UN MESSAGE PEU CLAIR

Gino Savard se montre en outre réservé sur le message que délivre la publicité.

« Là où ce n’est pas correct, c’est que si les personnes initiées sont capables de capter les subtilités du message, les gens qui ne sont pas au courant de ce qu’est Wealthsimple risquent eux d’avoir l’impression qu’il s’agit d’une compagnie dans laquelle on fait de l’investissement de façon traditionnelle, où l’humain est au centre du processus, alors que ce n’est absolument pas le cas. À la limite, on pourrait même penser qu’il s’agit d’investissement responsable ou équitable. Sur le plan éthique, on s’entend donc que c’est ordinaire. »

Pour M Duguay, si l’affiche de Wealthsimple est « très agence » et « facile à se rappeler », son message ne correspond pas au produit. « Quand on sait ce qu’est Wealthsimple, ce côté humain est loin d’être évident! »

En effet, souligne-t-il, « quand on va sur le site de cette firme, on ne parle qu’à un ordinateur, un système intelligent auquel on fournit certaines paramètres et qui va suggérer des investissements. Donc il est clair qu’il n’y a pas de correspondance entre le produit et le message, car le produit en question est tout sauf humain. »

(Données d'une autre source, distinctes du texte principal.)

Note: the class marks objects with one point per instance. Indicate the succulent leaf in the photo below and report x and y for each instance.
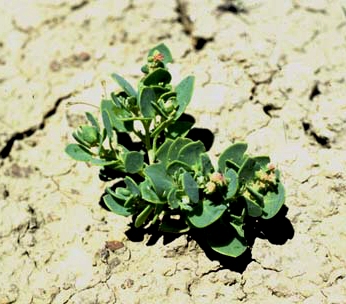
(205, 213)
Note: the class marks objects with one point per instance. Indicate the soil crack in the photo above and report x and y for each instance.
(5, 152)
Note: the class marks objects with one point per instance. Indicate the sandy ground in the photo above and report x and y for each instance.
(271, 73)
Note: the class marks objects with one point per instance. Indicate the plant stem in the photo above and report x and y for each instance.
(150, 152)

Benoit Duguay dit « soupçonner » que la firme d’investissements robotisés souhaite gagner un peu en humanité », parce que sa réputation « pourrait faire peur à certains consommateurs qui pensent qu’ils ne pourront jamais contacter un humain mais juste un système intelligent ». Cette publicité vise surtout à rassurer les gens, selon lui.

« Il n’y a qu’à l’usage qu’on saura si ce genre de publicité est efficace. Ce qui est sûr, c’est que ça permet de développer un premier niveau de notoriété, parce que ce qui importe avant tout, c’est la signature. Et comme l’ambiguïté du message met l’accent sur la compagnie, les gens risquent de se rappeler de Wealthsimple. »

PAS DE MESSAGE TROMPEUR, DIT WEALTHSIMPLE

Interrogée par Conseiller, Wealthsimple se défend d’envoyer un message trompeur au grand public dans sa campagne.

« Les conseils pour les humains, par les humains, sont au cœur de notre activité et, selon nous, cette façon de faire apporte les meilleurs résultats pour les investisseurs. Nous espérons ainsi leur faire comprendre que l’investissement est accessible à tout le monde, et qu’il n’y a donc pas besoin d’être un expert pour investir dans son avenir », justifie Rachael Factor, directrice des communications de la firme, à Toronto.

« Wealthsimple représente une bonne solution pour une grande variété d’investisseurs. Notre clientèle est très variée en termes d’âge et d’actif disponible, mais la plupart des personnes avec lesquelles nous faisons affaire ont entre 25 et 45 ans, tandis qu’environ 40 % sont des investisseurs débutants », précise la porte-parole.